WASHINGTON — With Interior Secretary Ryan Zinke departing at the end of the year, the agency will likely be run, at least for a time, by its deputy secretary, David Bernhardt, a former oil lobbyist who has played a central role in enacting President Trump’s agenda of rolling back conservation measures and opening up public lands to drilling and mining.
Mr. Bernhardt’s supporters and detractors say that while Mr. Zinke has been the public face of some of the most significant reversals of public land protections in the nation’s history, behind the scenes it has been Mr. Bernhardt pulling the policy levers to enact Mr. Trump’s aggressive energy agenda.
“ Bernhardt has been running the policy show ever since he’s been there as deputy secretary,” said Kathleen Sgamma, the president of the Western Energy Alliance, a Denver-based association of independent oil and gas companies.

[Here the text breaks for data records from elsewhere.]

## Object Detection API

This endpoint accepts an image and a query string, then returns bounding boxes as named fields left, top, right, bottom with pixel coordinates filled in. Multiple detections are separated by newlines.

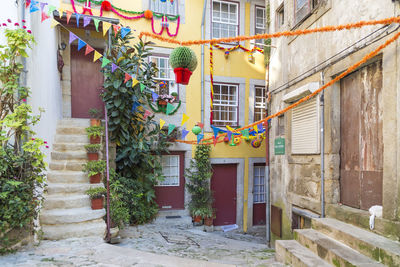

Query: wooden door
left=340, top=60, right=383, bottom=210
left=71, top=46, right=104, bottom=118
left=155, top=152, right=185, bottom=210
left=211, top=164, right=237, bottom=225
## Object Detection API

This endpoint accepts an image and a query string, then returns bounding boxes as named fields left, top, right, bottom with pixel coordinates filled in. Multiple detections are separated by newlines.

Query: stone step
left=312, top=218, right=400, bottom=266
left=40, top=207, right=106, bottom=224
left=47, top=171, right=89, bottom=184
left=49, top=159, right=87, bottom=171
left=275, top=240, right=332, bottom=267
left=43, top=193, right=90, bottom=210
left=41, top=219, right=106, bottom=240
left=51, top=150, right=87, bottom=160
left=294, top=229, right=384, bottom=267
left=46, top=183, right=103, bottom=196
left=55, top=134, right=89, bottom=144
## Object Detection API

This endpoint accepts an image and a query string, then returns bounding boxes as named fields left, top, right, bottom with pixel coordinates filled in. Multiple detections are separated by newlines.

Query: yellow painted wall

It was Mr. Bernhardt, for example, who oversaw a controversial revision of a program to protect tens of millions of acres of habitat of the imperiled sage grouse, a puffy-chested, chicken-like bird that roams over 10 oil-rich Western states. Mr. Bernhardt’s proposal to change that plan, released just this month, would strip away protections from about nine million acres of the sage grouse habitat, a move that in a stroke opened up more land to oil and gas drilling than any other single policy action by the Trump administration.
Mr. Bernhardt’s critics contend that much of the experience that gave Mr. Bernhardt his deep policy knowledge — namely, his years representing oil companies — creates a potential conflict of interest given that he oversees policies that could benefit companies he once represented. At the same time, they note that Mr. Bernhardt’s long experience in Washington and with the law means he is unlikely to make ethical missteps.
A spokeswoman for the Interior Department, Heather Swift, did not respond to emails requesting comment from Mr. Bernhardt. An email sent to the Interior Department’s communications office was also not returned.
Mr. Zinke, once a favorite of Mr. Trump’s, drew the president’s ire after allegations of possible conflicts of interest and violations of agency policy triggered numerous investigations. At least one of those investigations has been referred to the Justice Department, a sign that the federal government may open up a criminal investigation into the former secretary.
Mr. Zinke has repeatedly denied wrongdoing. “I followed every procedure, every policy, every rule, and most importantly I followed the law,” he said in an interview in April.